И на третью только неделю стали их к следаку из отряда выдергивать, и опять за Валеркой долго не шли, и вот это как раз и тревожило — что его неправдиво среди прочих забыли — напоследок как будто с какой-то потаенной меткой оставили.
Алимушкин сходил — вернулся сам не свой: как будто под водой его там продержали, макнув башкой в чан, милицейские руки; упрятал вовнутрь глаза и молчит. Валерка не стерпел: «Да что такое, что? Чего тебе следак?» — «Да то же, что и всем, — что видел, чего слышал. Ну, я ему сказал. Мне дали — я ослеп. Кулак перед своим вот носом и увидел». И лыбится щербато: мол, все, как договаривались, но только вот глаза — соскальзывают сразу, пытающего взгляда Валерки не стерпев. «А смотришь как-то так вот. Чего недоговариваешь?» — «Чего же я такого… Что-то плохо мне просто, Валерка. Как тогда при тебе отпинали, так мутит что-то все и мутит. Котелок, видно, гады, встряхнули мне здорово».
Наконец и Валерку после всех к прокурору погнали.

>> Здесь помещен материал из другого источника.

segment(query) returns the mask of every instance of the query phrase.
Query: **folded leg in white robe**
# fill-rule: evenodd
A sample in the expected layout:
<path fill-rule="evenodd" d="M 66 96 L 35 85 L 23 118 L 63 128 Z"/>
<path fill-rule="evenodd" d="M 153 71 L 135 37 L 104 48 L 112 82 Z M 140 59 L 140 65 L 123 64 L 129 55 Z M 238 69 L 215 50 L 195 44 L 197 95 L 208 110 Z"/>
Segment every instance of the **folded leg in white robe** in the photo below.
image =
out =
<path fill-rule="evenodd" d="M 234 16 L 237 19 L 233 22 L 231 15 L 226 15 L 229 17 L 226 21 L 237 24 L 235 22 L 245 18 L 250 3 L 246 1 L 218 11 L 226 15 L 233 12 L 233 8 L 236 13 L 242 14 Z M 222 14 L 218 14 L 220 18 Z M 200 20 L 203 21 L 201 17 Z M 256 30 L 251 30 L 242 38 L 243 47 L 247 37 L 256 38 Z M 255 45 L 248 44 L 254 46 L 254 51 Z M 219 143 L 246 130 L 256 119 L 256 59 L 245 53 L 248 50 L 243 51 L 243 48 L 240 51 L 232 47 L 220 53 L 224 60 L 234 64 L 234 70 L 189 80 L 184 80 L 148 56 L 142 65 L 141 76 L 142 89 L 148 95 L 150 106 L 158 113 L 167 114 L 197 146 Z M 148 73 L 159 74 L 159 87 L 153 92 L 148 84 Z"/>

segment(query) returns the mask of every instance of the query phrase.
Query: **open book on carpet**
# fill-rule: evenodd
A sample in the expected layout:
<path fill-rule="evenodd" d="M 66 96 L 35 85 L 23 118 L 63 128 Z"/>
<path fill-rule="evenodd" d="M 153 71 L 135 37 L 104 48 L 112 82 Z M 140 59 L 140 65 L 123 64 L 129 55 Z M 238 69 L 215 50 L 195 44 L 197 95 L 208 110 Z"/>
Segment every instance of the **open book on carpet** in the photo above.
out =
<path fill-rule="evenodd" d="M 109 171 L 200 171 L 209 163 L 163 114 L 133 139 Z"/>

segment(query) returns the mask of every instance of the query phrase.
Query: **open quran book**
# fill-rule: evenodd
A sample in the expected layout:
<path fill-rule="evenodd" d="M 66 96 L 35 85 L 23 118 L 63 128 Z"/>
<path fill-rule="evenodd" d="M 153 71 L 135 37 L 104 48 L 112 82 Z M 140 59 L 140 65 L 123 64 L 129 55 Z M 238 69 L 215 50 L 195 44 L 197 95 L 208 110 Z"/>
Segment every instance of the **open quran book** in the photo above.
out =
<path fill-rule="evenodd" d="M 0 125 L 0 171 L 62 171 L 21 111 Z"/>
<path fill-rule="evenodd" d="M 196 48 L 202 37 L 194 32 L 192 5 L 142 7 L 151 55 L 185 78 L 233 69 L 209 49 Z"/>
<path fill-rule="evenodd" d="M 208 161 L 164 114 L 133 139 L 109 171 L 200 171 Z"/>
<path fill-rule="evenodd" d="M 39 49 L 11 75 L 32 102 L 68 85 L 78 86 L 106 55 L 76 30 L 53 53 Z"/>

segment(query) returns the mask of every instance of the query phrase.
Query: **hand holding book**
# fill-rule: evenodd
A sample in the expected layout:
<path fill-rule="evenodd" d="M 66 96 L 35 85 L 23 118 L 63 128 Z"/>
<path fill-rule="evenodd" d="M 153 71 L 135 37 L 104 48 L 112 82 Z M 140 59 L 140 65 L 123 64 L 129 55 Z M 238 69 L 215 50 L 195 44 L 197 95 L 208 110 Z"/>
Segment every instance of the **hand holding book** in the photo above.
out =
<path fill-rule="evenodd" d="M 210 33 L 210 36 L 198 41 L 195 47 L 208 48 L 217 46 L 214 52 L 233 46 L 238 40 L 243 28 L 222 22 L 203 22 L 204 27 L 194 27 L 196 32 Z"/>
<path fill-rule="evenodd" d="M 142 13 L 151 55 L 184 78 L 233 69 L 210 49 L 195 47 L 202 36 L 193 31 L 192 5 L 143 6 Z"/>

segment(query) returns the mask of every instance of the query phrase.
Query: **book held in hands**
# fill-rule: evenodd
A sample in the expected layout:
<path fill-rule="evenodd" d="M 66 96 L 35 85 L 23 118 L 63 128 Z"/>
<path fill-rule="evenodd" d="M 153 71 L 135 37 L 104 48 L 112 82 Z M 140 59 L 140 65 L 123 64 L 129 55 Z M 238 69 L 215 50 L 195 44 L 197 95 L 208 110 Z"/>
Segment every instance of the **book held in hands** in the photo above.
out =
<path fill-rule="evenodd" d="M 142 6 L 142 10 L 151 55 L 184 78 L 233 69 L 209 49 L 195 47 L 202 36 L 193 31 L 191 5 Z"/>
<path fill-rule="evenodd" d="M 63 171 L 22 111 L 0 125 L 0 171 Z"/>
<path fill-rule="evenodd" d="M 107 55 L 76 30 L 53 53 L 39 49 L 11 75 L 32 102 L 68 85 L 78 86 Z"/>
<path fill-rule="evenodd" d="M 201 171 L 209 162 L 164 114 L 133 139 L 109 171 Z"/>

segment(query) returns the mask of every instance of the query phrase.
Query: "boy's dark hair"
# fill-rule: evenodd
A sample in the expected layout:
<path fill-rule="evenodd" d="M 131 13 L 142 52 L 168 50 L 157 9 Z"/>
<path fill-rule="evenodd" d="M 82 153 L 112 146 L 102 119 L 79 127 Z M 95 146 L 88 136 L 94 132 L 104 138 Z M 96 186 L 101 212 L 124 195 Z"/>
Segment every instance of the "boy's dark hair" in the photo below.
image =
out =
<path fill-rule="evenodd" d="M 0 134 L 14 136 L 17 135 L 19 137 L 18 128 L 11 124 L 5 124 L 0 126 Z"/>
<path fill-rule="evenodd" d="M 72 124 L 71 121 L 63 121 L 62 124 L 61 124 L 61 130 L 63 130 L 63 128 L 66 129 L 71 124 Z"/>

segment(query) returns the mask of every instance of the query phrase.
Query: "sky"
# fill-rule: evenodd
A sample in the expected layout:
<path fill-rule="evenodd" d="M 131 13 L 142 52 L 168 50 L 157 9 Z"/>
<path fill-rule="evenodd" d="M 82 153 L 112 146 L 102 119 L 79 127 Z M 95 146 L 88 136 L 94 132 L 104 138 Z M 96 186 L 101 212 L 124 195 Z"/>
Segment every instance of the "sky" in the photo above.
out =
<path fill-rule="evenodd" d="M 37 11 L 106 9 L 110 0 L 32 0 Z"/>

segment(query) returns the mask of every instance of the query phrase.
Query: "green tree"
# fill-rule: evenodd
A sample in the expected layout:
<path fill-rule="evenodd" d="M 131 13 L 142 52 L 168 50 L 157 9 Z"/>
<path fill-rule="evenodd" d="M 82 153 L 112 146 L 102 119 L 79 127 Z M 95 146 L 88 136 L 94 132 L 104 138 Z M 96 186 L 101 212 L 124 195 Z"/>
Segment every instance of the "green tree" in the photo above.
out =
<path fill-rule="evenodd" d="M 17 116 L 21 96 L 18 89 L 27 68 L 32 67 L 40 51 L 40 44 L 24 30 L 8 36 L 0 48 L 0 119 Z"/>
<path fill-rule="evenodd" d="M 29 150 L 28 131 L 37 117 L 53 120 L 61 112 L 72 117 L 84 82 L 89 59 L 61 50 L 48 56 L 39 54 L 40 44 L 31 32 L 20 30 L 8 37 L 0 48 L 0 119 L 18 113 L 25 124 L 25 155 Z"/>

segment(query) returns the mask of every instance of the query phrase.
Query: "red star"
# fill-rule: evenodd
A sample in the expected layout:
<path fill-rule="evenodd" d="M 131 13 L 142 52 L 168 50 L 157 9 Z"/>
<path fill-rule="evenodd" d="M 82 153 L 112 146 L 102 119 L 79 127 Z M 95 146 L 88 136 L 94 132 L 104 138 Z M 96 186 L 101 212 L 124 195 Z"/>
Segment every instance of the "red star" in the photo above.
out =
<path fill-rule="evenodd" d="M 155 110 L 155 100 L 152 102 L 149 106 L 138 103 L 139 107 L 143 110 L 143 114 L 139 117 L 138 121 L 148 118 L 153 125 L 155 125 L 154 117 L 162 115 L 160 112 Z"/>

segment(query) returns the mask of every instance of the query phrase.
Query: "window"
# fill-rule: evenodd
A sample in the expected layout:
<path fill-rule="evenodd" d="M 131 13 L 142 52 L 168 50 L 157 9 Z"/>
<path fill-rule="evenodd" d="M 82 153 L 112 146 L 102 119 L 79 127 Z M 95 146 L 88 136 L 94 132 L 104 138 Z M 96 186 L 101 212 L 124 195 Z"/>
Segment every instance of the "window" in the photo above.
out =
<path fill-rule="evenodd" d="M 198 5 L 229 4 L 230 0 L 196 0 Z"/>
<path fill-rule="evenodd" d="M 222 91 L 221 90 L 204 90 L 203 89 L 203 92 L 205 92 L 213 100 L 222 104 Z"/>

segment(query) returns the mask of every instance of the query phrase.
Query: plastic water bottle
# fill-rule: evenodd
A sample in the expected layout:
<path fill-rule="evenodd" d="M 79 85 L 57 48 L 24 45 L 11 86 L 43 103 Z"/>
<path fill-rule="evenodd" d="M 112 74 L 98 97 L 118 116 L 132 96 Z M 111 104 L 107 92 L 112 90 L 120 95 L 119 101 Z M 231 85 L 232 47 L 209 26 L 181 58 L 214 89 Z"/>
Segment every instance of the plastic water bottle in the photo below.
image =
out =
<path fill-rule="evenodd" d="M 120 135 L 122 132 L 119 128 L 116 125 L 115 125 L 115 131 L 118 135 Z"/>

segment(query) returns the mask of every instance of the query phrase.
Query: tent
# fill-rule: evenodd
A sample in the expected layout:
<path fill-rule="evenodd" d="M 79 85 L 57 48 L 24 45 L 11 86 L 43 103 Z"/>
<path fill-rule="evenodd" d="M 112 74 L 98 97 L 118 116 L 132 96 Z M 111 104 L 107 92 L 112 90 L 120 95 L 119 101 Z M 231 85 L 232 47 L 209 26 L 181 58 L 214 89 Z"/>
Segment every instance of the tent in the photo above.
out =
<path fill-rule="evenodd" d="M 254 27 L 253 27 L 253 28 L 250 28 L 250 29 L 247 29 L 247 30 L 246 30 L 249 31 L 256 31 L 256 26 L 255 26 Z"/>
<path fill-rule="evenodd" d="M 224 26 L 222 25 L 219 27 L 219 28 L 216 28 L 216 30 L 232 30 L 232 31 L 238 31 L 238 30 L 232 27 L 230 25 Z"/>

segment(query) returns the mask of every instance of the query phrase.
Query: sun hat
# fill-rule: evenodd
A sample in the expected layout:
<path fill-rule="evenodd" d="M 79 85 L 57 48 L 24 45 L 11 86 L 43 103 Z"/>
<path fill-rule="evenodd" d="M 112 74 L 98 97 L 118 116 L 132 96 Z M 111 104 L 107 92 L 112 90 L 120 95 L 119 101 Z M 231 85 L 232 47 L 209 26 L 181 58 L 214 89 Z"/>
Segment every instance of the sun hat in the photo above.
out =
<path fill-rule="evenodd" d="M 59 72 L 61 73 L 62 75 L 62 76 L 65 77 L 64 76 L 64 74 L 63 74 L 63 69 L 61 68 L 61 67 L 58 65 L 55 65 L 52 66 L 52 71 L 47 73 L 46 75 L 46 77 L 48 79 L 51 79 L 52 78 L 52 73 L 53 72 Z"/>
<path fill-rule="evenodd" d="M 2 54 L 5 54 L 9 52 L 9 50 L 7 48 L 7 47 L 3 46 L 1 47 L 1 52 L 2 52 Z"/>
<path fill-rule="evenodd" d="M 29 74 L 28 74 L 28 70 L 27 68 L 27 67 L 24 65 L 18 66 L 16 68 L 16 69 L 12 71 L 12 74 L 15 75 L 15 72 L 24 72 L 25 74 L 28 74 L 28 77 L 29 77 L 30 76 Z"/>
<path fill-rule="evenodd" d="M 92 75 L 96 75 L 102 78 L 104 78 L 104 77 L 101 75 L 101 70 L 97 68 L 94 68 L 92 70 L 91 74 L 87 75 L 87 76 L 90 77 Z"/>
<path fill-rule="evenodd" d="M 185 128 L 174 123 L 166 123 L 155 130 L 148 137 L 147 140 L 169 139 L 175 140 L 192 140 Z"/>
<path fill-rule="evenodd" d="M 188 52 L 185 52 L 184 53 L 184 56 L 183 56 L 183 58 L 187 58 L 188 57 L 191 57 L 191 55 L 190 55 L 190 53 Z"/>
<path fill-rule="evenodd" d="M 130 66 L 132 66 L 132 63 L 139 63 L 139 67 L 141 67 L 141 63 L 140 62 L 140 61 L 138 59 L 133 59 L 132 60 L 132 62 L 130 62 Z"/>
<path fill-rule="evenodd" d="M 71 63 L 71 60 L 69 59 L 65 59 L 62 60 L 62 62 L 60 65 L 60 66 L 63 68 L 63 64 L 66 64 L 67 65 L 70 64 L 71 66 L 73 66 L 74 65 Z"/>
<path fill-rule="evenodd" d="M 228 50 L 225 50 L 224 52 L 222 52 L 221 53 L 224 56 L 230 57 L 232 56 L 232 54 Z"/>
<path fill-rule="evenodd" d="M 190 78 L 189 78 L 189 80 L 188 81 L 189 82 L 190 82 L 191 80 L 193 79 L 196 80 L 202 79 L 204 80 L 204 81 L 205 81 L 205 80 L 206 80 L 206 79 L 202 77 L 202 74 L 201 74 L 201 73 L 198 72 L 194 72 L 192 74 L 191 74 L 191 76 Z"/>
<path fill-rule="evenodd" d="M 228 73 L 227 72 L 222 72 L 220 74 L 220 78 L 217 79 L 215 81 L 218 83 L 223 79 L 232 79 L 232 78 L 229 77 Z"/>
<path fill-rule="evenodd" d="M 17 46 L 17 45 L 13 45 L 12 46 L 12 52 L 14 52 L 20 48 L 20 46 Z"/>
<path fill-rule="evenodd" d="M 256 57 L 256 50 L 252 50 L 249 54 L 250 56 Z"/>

Молодым оказался да ранним допрашник, только-только в коробке со склада на зону к ним присланный, с бодро-розовым гладким лицом и майорскими новыми, как бы жмущими, не потерявшими изначально волшебную тяжесть погонами, башковитый, нахрапистый, цепкий, раскусивший уже сладость власти и четко нацеленный на то, чтоб к своим звездочкам новые поскорее добавить. «Вы же крепкий, физически сильный мужчина, Чугуев, — из себя выпускал он с медовой тягучестью. — Вот про вас тут написано: „пользуется уважением других заключенных“. Неформальный вы лидер, выходит, Чугуев, и хотите сказать, что все это движение в зоне без вас обошлось. Хата с краю? И голову вы как страус в песок? Не похоже на правду, Чугуев. Хорошо, допускаю, боялись, отказались участвовать, ну а в сам день разборки? В арматурном вас не было, все говорят. Но вот тут у меня показания отрядника Смагина… — краснобирочной гниды! подлизы прожженного, кто всегда человека впрудить пионерски готов, сука, Павлик Морозов, как еще красный галстук за такое сучку не нарезали! — Молотил кулаками в толпе. Бросил через плечо Нуралиева. Скончавшегося в результате драки заключенного Азиса Нуралиева. Ну и что вы мне скажете? Было, Чугуев? А когда вы тогда человека убили… да я все понимаю!.. но все же: вот когда вы тогда, то вы чем человека ударили? Тоже голой рукой?» Без ножа вот Чугуева этим вопросом, и расчет, что проткнет до пробоя, до крика: «Так железкой его, Нуралийку, железкой!» — и тогда уже следующий сразу, в пробитую дырку, вопрос: «А откуда вы знаете, что железкой, Чугуев?» На такого червя пусть глотариков ловит, а Чугуев был травленый зэк, наблатыканный.